This invention relates to a method for examining samples of oilfield flowlines. More particularly, the invention method concerns the isolation of a flowline sample without shearing the sample so that a more accurate examination of the flowline sample can be performed.
In the oilfield, production flowlines carry produced fluids from production wells to processing facilities. Because of the nature of oil production, particularly in older fields, and more particularly where fluids have been injected into the reservoir to enhance oil production, the produced fluids contain a large volume of water in proportion to produced oil.

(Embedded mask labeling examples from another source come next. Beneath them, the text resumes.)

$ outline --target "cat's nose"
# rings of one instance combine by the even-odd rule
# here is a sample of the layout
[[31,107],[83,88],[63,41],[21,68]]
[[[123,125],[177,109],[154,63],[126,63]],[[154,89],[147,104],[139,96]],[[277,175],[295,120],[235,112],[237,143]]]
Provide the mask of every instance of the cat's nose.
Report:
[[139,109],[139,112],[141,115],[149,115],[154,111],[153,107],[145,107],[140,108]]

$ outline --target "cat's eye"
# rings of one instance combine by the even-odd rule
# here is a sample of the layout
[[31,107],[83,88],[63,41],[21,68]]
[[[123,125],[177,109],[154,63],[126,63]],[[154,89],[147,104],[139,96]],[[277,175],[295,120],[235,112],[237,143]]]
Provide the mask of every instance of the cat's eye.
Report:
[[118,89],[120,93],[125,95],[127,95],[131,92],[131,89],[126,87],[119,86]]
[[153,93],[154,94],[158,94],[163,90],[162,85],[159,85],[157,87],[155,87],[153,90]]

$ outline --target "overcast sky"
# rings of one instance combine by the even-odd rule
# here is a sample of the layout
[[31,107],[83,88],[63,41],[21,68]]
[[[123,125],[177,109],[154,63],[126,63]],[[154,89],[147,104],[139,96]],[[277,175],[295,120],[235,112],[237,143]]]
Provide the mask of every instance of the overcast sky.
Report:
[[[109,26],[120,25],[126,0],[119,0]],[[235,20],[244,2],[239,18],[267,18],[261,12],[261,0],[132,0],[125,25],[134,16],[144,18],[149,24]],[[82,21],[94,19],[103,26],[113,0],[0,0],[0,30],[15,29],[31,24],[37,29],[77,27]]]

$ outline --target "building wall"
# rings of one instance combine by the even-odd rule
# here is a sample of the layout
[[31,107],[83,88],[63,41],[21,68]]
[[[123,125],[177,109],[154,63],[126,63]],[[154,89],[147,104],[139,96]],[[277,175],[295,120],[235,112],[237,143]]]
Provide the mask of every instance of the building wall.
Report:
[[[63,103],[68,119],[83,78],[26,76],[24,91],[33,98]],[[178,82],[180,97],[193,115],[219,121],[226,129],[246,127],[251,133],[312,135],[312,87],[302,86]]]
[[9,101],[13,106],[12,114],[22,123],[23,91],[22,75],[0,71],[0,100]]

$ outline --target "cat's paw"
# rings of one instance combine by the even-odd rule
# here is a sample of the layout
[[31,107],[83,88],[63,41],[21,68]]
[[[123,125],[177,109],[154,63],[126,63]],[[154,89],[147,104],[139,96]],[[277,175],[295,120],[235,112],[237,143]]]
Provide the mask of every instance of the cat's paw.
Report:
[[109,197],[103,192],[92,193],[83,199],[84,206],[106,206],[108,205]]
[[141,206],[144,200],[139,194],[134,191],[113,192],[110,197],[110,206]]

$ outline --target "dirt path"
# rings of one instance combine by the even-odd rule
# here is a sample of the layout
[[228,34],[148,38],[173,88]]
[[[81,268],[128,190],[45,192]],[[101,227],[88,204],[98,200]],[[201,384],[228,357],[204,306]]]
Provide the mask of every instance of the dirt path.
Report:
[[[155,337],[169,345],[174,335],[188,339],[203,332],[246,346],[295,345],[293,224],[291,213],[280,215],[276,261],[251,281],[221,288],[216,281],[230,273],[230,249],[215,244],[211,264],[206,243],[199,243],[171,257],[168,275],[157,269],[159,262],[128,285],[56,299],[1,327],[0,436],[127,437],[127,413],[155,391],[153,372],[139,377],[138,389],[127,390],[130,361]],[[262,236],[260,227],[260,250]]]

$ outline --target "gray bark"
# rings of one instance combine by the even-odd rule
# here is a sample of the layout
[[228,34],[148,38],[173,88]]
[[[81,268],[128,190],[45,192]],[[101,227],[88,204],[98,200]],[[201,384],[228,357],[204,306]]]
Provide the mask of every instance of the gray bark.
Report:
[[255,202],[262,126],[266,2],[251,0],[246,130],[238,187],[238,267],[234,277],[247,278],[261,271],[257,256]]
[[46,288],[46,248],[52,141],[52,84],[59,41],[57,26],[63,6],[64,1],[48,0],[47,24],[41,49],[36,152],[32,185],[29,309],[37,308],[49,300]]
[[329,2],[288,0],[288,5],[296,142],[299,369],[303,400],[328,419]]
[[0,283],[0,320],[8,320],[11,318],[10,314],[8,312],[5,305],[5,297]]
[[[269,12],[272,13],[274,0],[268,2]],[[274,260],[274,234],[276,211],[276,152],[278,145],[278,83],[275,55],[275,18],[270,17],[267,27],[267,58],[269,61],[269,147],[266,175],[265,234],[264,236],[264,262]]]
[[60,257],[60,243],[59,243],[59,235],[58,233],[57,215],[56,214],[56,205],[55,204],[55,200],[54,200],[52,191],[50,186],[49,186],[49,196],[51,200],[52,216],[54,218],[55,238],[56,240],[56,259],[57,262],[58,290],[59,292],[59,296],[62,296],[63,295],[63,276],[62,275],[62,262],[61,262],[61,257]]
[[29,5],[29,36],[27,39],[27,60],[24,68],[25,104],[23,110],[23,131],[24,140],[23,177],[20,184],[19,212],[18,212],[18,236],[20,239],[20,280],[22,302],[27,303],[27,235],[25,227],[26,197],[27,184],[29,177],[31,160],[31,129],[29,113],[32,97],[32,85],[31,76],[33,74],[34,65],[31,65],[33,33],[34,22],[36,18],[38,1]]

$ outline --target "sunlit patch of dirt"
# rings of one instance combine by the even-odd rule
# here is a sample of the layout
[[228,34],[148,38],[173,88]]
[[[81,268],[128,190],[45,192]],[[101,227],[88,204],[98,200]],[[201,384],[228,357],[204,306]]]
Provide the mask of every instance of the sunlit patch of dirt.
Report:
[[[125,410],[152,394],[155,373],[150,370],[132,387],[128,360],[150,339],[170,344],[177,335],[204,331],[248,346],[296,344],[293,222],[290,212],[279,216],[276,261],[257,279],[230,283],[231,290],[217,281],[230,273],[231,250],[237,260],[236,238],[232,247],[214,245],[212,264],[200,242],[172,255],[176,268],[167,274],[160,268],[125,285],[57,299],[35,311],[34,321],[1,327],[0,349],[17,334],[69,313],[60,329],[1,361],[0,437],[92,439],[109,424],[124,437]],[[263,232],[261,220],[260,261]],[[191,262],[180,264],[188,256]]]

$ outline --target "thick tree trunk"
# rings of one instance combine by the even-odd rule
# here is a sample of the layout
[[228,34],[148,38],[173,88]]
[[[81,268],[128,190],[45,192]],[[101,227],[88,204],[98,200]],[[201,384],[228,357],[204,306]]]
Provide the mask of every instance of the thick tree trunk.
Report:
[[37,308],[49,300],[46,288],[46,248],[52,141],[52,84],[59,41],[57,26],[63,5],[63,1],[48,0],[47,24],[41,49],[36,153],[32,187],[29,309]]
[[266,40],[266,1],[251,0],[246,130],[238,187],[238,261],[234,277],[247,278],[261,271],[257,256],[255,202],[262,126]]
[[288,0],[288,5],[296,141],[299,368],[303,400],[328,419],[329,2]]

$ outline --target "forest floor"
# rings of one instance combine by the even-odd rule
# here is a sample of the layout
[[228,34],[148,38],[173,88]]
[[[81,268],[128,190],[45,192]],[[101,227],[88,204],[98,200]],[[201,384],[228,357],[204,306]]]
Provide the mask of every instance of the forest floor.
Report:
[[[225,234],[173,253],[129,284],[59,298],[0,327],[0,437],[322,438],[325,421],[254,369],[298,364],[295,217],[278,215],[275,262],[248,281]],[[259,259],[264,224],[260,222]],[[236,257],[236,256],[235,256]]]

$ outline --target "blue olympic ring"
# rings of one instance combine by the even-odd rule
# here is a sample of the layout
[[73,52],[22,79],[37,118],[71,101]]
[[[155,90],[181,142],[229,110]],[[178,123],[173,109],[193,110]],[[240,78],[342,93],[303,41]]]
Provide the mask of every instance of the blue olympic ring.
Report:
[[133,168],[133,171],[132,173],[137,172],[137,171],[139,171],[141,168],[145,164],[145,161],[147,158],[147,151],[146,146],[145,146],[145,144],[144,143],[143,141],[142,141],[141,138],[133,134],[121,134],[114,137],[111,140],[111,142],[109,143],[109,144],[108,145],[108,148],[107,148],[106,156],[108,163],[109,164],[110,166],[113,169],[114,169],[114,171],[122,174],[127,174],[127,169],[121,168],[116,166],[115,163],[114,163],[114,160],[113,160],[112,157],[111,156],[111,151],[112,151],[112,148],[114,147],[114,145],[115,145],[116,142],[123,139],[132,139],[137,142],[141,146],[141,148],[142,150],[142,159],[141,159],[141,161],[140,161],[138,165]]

Produced water is more than an inconvenience. The water must be separated from the produced oil. This is generally done with a combination of mechanical oil and water separators and chemical treating. Water treating chemicals are normally injected in the field upstream of mechanical oil and water separators to take full advantage of the natural agitation that occurs in petroleum flowlines. Thus, most of the oil droplet coalescence occurs in flowlines upstream of separators. Flowlines are also commingled from various wells into a common oil and water separator. As a rule, only the overall separation performance of the oil and water separator can be monitored.
Attempts to monitor the water quality of individual flowlines to check on the chemical treatment needed for each individual flowline have failed. If samples are removed from individual flowlines, the coalesced oil droplets shear as they pass through a pressure drop. A measurable pressure drop across a valve of one psi or more can cause substantial shearing. Consequently, samples drawn from flowlines are inaccurate measures of the success of chemical treatment in the flowlines prior to the oil and water separators. In some cases, the sheared samples become reverse oil-in-water emulsions as bad as those existing at the production wellhead prior to chemical treatment in the flowline.